Storm met his gaze squarely. “I don’t know. I used to think I understood you, but you’ve changed, Jack. Look at you. You’re younger, stronger, faster. It’s not natural. I can’t even follow the way you think anymore. What are you becoming, Jack?”

“Myself,” said Random. “As I used to be. I’m back in my prime again. A second chance, to get things right this time. I’m sorry, Alex; I’ve grown young again while you’re still old. That’s what this is really about, isn’t it? I’m the hero again, and you’ve been left behind. But none of that changes how I feel about you. It doesn’t mean that I don’t need you anymore. I just need you in different ways these days. Stay with me, Alex. Please. You remind me of who I used to be.”

“And you remind me of who I used to be,” said Storm. “A man I can’t be anymore. Go on, Jack. You lead and I’ll follow. Just like I always have.”
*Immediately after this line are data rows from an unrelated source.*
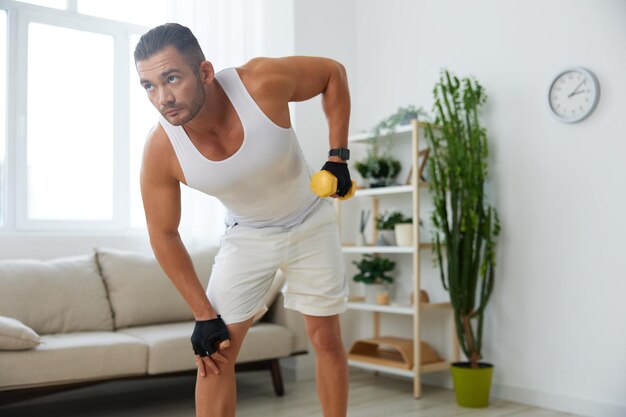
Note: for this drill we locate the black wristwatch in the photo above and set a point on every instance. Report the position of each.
(343, 153)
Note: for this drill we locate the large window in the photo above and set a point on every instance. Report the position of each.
(70, 137)
(70, 150)
(3, 111)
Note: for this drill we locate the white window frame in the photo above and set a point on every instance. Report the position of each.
(19, 15)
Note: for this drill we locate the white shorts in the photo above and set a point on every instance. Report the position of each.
(309, 255)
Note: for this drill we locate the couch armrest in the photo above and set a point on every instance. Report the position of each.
(293, 320)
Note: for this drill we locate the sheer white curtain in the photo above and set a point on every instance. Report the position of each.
(230, 33)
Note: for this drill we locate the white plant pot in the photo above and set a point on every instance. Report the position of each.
(376, 293)
(386, 238)
(404, 234)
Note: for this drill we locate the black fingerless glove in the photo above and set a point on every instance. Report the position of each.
(207, 335)
(339, 170)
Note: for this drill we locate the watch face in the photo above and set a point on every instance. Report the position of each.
(573, 94)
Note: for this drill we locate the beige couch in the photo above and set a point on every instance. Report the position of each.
(111, 315)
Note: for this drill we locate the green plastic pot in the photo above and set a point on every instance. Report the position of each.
(472, 386)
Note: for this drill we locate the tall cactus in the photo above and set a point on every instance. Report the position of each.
(465, 225)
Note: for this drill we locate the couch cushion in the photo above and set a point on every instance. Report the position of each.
(170, 346)
(15, 335)
(56, 296)
(74, 357)
(140, 292)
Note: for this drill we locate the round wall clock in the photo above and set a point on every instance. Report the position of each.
(574, 94)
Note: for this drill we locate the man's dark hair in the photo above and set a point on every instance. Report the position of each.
(170, 34)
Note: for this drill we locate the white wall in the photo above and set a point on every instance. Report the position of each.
(322, 28)
(555, 328)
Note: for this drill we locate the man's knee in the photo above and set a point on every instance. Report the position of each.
(325, 336)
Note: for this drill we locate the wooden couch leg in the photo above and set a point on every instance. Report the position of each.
(277, 377)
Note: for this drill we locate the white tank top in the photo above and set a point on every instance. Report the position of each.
(266, 182)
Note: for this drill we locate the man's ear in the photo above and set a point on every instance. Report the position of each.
(206, 72)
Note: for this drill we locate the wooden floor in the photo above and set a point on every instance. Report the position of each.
(370, 396)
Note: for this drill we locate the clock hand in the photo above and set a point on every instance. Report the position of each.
(573, 93)
(576, 92)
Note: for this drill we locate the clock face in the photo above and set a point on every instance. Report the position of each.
(573, 94)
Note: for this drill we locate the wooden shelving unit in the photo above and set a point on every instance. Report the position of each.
(391, 355)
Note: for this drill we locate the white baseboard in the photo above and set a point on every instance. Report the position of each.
(560, 402)
(549, 400)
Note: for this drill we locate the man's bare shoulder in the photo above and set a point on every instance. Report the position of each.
(157, 154)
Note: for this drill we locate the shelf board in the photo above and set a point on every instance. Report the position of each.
(384, 249)
(369, 136)
(405, 309)
(392, 309)
(424, 369)
(381, 368)
(378, 249)
(434, 367)
(392, 189)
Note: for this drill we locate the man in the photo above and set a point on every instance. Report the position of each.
(229, 135)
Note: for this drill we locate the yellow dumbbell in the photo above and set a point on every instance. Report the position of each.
(324, 184)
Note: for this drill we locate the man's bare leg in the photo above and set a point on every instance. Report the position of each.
(331, 365)
(216, 395)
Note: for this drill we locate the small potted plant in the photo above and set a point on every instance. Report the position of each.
(386, 223)
(401, 117)
(373, 272)
(379, 171)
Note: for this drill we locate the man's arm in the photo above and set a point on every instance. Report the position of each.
(160, 191)
(300, 78)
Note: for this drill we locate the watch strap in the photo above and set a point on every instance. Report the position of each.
(343, 153)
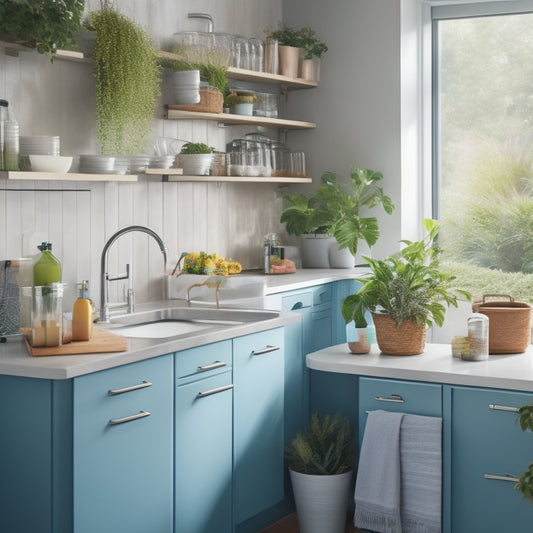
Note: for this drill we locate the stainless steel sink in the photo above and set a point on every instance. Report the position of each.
(184, 321)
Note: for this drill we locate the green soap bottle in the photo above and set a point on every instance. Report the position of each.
(47, 269)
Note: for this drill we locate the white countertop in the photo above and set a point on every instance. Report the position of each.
(436, 364)
(16, 361)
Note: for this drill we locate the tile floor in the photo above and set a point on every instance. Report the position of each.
(289, 524)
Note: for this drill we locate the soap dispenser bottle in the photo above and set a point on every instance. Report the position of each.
(82, 314)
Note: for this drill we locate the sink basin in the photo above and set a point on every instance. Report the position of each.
(183, 321)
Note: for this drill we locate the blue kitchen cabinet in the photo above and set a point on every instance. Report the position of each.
(258, 372)
(203, 439)
(488, 451)
(122, 449)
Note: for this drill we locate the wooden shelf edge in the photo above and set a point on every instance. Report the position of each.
(239, 179)
(69, 176)
(229, 119)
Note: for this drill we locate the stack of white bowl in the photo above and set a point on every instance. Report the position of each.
(36, 145)
(186, 87)
(97, 164)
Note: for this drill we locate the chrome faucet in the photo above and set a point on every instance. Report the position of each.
(105, 278)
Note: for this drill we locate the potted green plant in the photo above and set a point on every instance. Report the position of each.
(405, 293)
(289, 41)
(241, 102)
(311, 52)
(128, 80)
(334, 210)
(195, 159)
(321, 462)
(525, 481)
(43, 25)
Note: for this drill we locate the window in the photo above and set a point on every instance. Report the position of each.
(482, 150)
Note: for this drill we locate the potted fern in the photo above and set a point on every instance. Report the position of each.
(321, 462)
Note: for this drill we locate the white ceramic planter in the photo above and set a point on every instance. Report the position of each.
(321, 501)
(315, 250)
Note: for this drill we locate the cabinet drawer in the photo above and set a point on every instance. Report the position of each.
(204, 361)
(322, 294)
(400, 396)
(300, 300)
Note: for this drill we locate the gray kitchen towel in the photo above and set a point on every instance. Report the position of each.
(421, 468)
(378, 485)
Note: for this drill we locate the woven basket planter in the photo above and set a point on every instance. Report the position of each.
(408, 339)
(509, 324)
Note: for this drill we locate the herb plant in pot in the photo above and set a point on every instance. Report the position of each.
(333, 213)
(321, 462)
(311, 50)
(195, 159)
(405, 293)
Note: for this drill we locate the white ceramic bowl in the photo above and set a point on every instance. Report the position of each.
(50, 163)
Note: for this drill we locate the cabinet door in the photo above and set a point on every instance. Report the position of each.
(258, 422)
(488, 449)
(203, 455)
(123, 449)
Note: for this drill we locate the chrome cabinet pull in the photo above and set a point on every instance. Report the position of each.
(507, 477)
(140, 414)
(268, 349)
(215, 364)
(395, 398)
(214, 391)
(503, 408)
(143, 385)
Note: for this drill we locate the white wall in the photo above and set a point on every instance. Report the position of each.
(356, 107)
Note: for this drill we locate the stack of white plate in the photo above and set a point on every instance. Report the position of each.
(186, 87)
(36, 145)
(138, 163)
(97, 164)
(162, 161)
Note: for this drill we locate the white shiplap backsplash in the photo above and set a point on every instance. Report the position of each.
(78, 217)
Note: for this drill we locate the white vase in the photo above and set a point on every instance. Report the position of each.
(321, 501)
(340, 258)
(315, 250)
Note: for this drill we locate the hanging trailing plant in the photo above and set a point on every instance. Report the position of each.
(128, 80)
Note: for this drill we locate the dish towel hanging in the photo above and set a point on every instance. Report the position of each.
(400, 492)
(377, 489)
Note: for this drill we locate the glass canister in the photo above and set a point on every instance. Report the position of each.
(476, 344)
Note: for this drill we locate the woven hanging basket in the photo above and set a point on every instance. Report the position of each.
(407, 339)
(509, 323)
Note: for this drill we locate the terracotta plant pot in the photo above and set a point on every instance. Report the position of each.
(408, 339)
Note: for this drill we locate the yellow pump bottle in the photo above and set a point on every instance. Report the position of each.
(82, 323)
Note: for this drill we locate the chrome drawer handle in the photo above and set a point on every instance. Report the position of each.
(214, 391)
(507, 477)
(142, 385)
(503, 408)
(395, 398)
(212, 366)
(268, 349)
(140, 414)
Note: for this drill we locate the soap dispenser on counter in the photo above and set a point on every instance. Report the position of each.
(82, 314)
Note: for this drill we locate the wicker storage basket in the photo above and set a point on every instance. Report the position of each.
(408, 339)
(211, 101)
(509, 323)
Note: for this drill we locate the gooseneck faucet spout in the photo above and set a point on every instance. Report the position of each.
(105, 306)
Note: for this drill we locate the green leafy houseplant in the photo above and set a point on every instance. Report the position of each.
(525, 483)
(43, 24)
(196, 148)
(408, 286)
(127, 82)
(325, 448)
(336, 208)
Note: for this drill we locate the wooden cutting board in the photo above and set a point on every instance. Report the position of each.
(101, 341)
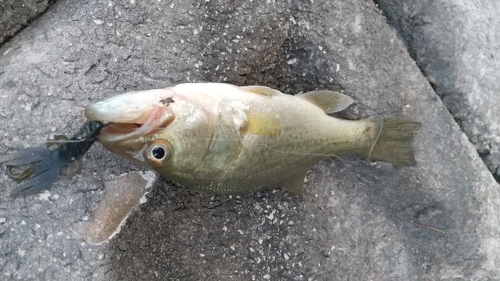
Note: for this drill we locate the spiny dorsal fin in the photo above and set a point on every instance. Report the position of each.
(329, 101)
(261, 90)
(295, 184)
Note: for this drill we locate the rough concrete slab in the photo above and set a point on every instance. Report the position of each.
(17, 14)
(456, 45)
(357, 221)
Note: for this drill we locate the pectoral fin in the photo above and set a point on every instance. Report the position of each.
(329, 101)
(295, 184)
(261, 90)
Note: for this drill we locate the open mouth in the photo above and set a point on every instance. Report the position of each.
(149, 122)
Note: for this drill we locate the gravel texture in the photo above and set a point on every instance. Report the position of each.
(357, 221)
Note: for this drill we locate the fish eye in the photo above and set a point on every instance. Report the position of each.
(158, 152)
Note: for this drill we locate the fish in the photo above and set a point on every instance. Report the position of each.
(45, 164)
(225, 139)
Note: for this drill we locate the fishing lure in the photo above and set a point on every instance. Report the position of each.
(46, 164)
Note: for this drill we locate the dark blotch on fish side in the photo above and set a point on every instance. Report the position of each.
(46, 164)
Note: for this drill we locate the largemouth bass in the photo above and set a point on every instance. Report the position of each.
(226, 139)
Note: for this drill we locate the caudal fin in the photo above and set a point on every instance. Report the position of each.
(392, 140)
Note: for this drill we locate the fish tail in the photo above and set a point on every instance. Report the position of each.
(392, 140)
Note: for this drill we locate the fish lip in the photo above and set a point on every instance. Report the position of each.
(150, 121)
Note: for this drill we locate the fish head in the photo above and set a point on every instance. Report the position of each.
(161, 130)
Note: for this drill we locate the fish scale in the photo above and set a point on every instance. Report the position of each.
(222, 138)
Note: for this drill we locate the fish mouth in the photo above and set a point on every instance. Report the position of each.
(115, 130)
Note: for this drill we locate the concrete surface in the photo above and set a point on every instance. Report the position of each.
(357, 221)
(456, 45)
(17, 14)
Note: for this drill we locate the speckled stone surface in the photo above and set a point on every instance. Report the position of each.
(17, 14)
(435, 221)
(456, 44)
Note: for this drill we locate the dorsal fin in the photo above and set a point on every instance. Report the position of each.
(261, 90)
(329, 101)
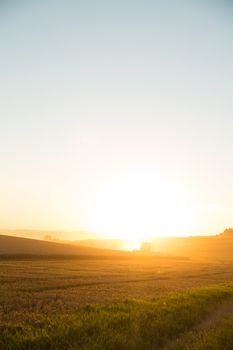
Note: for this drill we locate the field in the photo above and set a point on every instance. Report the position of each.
(115, 302)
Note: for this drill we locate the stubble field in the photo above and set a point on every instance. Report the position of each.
(42, 297)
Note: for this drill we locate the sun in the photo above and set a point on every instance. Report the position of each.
(137, 208)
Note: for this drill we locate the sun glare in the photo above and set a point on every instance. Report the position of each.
(137, 208)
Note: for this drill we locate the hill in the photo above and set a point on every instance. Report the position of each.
(16, 245)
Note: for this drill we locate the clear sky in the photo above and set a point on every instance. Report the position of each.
(116, 116)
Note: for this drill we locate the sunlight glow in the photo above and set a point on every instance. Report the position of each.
(139, 207)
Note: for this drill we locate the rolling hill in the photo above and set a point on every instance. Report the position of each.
(10, 245)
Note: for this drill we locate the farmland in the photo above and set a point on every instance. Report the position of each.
(40, 294)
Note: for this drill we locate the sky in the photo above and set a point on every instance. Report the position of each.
(116, 117)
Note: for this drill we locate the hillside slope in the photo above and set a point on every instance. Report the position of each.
(16, 245)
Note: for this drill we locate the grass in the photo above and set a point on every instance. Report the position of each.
(131, 324)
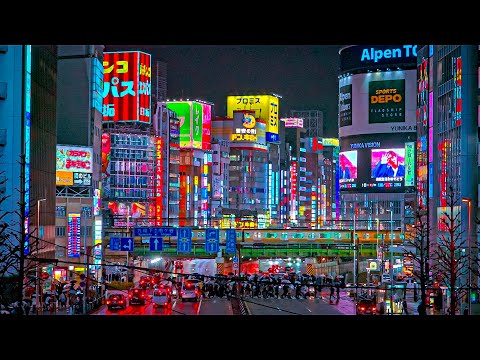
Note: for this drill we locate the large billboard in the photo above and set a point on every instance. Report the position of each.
(372, 56)
(195, 123)
(74, 165)
(378, 103)
(266, 108)
(345, 105)
(207, 127)
(73, 235)
(127, 86)
(386, 101)
(377, 163)
(183, 109)
(247, 129)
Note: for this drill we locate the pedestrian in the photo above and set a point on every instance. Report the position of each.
(404, 306)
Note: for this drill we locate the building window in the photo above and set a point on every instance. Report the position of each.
(87, 211)
(60, 231)
(61, 211)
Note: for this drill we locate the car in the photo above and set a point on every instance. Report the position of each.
(116, 300)
(145, 281)
(366, 307)
(411, 283)
(137, 296)
(386, 278)
(162, 296)
(190, 290)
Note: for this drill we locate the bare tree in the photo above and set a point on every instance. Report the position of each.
(450, 258)
(421, 256)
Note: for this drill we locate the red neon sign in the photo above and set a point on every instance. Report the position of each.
(127, 86)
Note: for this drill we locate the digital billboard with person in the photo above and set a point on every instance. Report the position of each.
(388, 163)
(348, 165)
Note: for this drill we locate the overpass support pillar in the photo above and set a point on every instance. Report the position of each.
(310, 265)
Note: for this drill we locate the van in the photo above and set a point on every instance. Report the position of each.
(162, 296)
(190, 290)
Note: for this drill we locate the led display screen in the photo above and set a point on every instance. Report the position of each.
(266, 108)
(377, 163)
(127, 86)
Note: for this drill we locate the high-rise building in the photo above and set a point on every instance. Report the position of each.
(312, 121)
(159, 81)
(248, 195)
(195, 161)
(28, 90)
(167, 169)
(377, 133)
(448, 139)
(78, 159)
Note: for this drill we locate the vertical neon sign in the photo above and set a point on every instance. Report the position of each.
(73, 236)
(293, 192)
(27, 98)
(158, 182)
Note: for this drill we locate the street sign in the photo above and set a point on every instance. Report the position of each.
(126, 244)
(184, 242)
(114, 244)
(154, 231)
(156, 244)
(212, 240)
(231, 241)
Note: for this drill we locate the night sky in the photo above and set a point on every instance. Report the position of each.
(304, 75)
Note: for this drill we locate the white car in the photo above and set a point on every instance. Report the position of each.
(162, 296)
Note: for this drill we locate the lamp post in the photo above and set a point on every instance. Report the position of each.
(38, 299)
(469, 301)
(391, 260)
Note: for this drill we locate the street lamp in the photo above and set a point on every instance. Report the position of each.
(391, 260)
(469, 301)
(38, 299)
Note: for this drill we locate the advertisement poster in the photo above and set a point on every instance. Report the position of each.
(386, 101)
(348, 165)
(345, 106)
(127, 86)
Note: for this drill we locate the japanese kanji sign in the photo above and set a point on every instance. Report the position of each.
(127, 86)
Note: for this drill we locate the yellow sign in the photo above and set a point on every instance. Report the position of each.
(266, 108)
(64, 177)
(330, 142)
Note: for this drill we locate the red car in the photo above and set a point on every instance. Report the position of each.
(116, 301)
(366, 307)
(137, 296)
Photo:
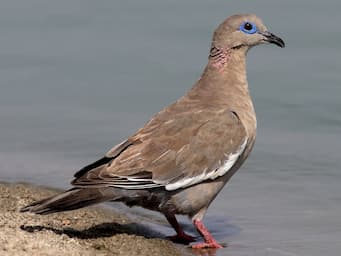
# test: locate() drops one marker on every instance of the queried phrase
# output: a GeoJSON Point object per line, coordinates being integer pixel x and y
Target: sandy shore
{"type": "Point", "coordinates": [88, 231]}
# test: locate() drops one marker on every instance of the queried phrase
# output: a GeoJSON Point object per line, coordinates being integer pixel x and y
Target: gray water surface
{"type": "Point", "coordinates": [77, 77]}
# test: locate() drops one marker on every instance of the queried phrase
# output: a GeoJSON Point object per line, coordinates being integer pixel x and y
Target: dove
{"type": "Point", "coordinates": [183, 156]}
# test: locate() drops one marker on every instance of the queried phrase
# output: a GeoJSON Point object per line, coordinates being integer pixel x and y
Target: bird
{"type": "Point", "coordinates": [180, 160]}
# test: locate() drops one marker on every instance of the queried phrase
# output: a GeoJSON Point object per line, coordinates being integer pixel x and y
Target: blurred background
{"type": "Point", "coordinates": [77, 77]}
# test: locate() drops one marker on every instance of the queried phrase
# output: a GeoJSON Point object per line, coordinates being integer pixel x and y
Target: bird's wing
{"type": "Point", "coordinates": [172, 151]}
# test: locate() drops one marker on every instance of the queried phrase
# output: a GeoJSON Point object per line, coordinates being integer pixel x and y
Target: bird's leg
{"type": "Point", "coordinates": [181, 236]}
{"type": "Point", "coordinates": [210, 242]}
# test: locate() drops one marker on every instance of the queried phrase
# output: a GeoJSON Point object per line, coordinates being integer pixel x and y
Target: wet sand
{"type": "Point", "coordinates": [88, 231]}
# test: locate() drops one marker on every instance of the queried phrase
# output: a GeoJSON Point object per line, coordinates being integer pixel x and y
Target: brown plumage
{"type": "Point", "coordinates": [179, 161]}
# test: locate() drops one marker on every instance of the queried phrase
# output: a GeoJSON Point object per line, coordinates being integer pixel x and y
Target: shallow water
{"type": "Point", "coordinates": [78, 77]}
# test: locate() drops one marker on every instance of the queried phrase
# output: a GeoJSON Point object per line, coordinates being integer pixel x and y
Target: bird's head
{"type": "Point", "coordinates": [243, 31]}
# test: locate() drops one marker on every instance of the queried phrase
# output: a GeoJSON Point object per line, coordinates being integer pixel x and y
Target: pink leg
{"type": "Point", "coordinates": [181, 236]}
{"type": "Point", "coordinates": [210, 242]}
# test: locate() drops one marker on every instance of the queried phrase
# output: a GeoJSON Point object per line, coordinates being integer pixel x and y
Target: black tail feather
{"type": "Point", "coordinates": [70, 200]}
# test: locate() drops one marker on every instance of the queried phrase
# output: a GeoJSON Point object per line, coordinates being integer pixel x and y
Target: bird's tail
{"type": "Point", "coordinates": [70, 200]}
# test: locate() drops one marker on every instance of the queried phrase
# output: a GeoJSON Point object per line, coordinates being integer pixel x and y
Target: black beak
{"type": "Point", "coordinates": [272, 39]}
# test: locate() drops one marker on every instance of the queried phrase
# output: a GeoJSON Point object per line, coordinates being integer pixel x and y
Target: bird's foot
{"type": "Point", "coordinates": [212, 244]}
{"type": "Point", "coordinates": [182, 238]}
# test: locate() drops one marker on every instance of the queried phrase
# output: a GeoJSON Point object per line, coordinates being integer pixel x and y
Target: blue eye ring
{"type": "Point", "coordinates": [248, 27]}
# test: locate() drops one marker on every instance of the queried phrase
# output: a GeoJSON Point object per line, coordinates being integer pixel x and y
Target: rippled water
{"type": "Point", "coordinates": [77, 77]}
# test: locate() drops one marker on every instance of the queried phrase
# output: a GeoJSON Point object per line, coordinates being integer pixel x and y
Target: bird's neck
{"type": "Point", "coordinates": [223, 84]}
{"type": "Point", "coordinates": [224, 77]}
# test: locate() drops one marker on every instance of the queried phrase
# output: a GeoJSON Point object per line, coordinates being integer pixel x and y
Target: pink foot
{"type": "Point", "coordinates": [207, 245]}
{"type": "Point", "coordinates": [182, 238]}
{"type": "Point", "coordinates": [210, 242]}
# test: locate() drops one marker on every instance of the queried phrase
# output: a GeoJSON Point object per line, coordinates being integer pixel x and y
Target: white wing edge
{"type": "Point", "coordinates": [226, 166]}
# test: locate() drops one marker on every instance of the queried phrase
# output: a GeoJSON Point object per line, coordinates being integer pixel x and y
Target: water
{"type": "Point", "coordinates": [77, 77]}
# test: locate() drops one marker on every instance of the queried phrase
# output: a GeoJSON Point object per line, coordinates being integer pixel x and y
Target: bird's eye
{"type": "Point", "coordinates": [248, 27]}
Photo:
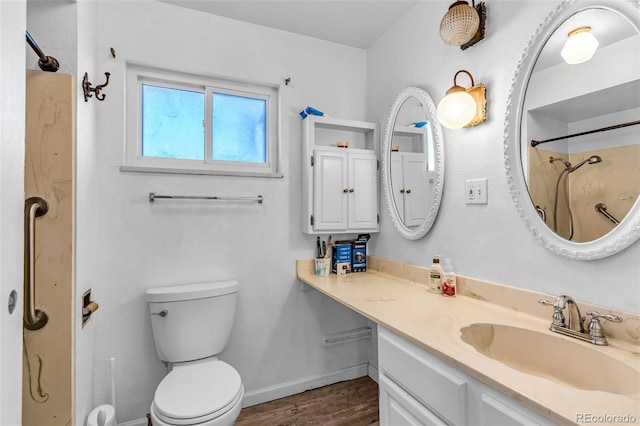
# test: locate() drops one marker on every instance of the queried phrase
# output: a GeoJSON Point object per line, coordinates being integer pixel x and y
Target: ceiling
{"type": "Point", "coordinates": [356, 23]}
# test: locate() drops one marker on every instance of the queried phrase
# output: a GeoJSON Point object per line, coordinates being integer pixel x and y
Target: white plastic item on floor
{"type": "Point", "coordinates": [102, 415]}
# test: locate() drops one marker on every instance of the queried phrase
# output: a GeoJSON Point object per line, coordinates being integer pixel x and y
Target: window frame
{"type": "Point", "coordinates": [138, 75]}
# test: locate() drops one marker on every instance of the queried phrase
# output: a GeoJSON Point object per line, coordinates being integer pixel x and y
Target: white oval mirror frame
{"type": "Point", "coordinates": [419, 231]}
{"type": "Point", "coordinates": [628, 231]}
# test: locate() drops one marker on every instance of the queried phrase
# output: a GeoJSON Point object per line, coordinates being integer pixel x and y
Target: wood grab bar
{"type": "Point", "coordinates": [33, 319]}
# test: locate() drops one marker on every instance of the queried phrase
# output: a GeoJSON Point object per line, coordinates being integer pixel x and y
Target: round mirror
{"type": "Point", "coordinates": [571, 146]}
{"type": "Point", "coordinates": [413, 163]}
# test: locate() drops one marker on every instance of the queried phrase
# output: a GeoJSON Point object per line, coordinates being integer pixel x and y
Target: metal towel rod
{"type": "Point", "coordinates": [535, 143]}
{"type": "Point", "coordinates": [153, 196]}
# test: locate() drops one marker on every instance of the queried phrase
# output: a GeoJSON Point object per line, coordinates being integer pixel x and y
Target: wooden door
{"type": "Point", "coordinates": [47, 397]}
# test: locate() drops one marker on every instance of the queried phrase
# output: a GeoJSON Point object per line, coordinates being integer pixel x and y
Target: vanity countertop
{"type": "Point", "coordinates": [394, 295]}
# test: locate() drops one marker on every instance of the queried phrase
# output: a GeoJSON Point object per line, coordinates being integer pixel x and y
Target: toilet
{"type": "Point", "coordinates": [191, 324]}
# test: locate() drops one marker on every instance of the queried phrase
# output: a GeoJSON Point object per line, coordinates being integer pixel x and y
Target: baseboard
{"type": "Point", "coordinates": [138, 422]}
{"type": "Point", "coordinates": [293, 387]}
{"type": "Point", "coordinates": [373, 373]}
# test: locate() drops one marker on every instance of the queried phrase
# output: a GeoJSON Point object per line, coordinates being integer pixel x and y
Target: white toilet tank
{"type": "Point", "coordinates": [192, 321]}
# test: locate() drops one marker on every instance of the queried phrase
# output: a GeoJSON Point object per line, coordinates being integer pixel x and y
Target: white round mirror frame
{"type": "Point", "coordinates": [628, 231]}
{"type": "Point", "coordinates": [430, 108]}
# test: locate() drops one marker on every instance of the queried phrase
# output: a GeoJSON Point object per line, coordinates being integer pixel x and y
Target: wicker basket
{"type": "Point", "coordinates": [459, 24]}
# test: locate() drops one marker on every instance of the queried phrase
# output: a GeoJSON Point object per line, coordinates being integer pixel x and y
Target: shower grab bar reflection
{"type": "Point", "coordinates": [535, 143]}
{"type": "Point", "coordinates": [602, 208]}
{"type": "Point", "coordinates": [33, 319]}
{"type": "Point", "coordinates": [153, 196]}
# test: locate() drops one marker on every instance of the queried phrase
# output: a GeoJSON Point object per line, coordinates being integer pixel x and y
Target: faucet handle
{"type": "Point", "coordinates": [595, 315]}
{"type": "Point", "coordinates": [558, 316]}
{"type": "Point", "coordinates": [595, 328]}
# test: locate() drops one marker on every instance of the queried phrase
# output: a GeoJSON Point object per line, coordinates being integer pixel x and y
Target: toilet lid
{"type": "Point", "coordinates": [197, 390]}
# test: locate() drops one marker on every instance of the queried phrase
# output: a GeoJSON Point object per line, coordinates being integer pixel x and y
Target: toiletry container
{"type": "Point", "coordinates": [436, 275]}
{"type": "Point", "coordinates": [191, 324]}
{"type": "Point", "coordinates": [449, 282]}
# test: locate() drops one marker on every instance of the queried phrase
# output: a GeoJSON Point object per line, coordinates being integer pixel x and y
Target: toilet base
{"type": "Point", "coordinates": [227, 419]}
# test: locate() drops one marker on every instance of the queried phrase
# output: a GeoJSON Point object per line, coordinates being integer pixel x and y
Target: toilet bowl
{"type": "Point", "coordinates": [207, 392]}
{"type": "Point", "coordinates": [191, 324]}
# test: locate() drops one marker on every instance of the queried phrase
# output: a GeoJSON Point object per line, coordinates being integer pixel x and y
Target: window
{"type": "Point", "coordinates": [179, 123]}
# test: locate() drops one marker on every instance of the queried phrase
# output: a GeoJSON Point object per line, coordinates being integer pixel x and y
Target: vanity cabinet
{"type": "Point", "coordinates": [339, 185]}
{"type": "Point", "coordinates": [417, 388]}
{"type": "Point", "coordinates": [411, 184]}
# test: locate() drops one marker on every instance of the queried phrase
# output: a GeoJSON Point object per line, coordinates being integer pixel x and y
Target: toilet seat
{"type": "Point", "coordinates": [197, 392]}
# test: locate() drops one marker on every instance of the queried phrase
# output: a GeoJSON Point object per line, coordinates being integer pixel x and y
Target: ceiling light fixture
{"type": "Point", "coordinates": [463, 25]}
{"type": "Point", "coordinates": [580, 46]}
{"type": "Point", "coordinates": [463, 107]}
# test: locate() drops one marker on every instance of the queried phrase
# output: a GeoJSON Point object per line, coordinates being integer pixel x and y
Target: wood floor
{"type": "Point", "coordinates": [353, 403]}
“Oh, spare me,” said Ruby. “Any more of this old comrades stuff and I’ll puke over both of you. Can we get on? We are on a schedule, remember?”

“Ruby, dear heart, you have no sentiment in you at all,” said Random, turning away to take up the lead again.

“Damn right,” said Ruby. “It gets in the way of more important things. Like killing and loot. Now, get your ancient ass moving, Storm, or I’ll kick it up around your ears.”